Giotto di Bondone, Jesus enters Jerusalem, Cappella degli Scrovegni, Padova, 1303-1305 circa

Today’s celebration ushers us into Holy Week, the heart of the entire Liturgical Year.

This particular Liturgy solemnly begins by acclaiming the Lord as He enters Jerusalem but, slowly, we are led into His passion and death, into the betrayal of that crowd that a few days later replaces the joyful and triumphant acclamation ‘Hosanna’ with the angry shout ‘crucify Him’.

So many characters are sculpted today in the Passion reading, and the same will happen on Good Friday. In the betrayals, in not taking responsibility, in carrying the cross with Jesus, there is a reality that unites Palm Sunday and Good Friday, the famous Gradual where, whatever our attitude in the Lord’s Passion, we are gently reminded that He, for each one of us, became obedient to the point of death and death on a cross.

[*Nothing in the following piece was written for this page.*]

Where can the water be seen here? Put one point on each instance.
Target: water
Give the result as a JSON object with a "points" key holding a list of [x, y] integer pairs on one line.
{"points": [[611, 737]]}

The commemoration of the Lord’s entry into Jerusalem begins with the antiphon in VII, which reads:
‘Hosanna filio David:
benedictous qui venit in nomine Domini.
Rex Israel: Hosanna in excelsis.”

(Hosanna to the Son of David, the King of Israel.
Blessed is he who comes in the name of the Lord.
Hosanna in the highest)

The attached music, in Gregorian Chant, is taken from the Graduale Triplex published in Solesmes in 1979. The interpretation is by the Chœur grégorien de Paris and can be found on YouTube.

A blessed Sunday and heartfelt greetings.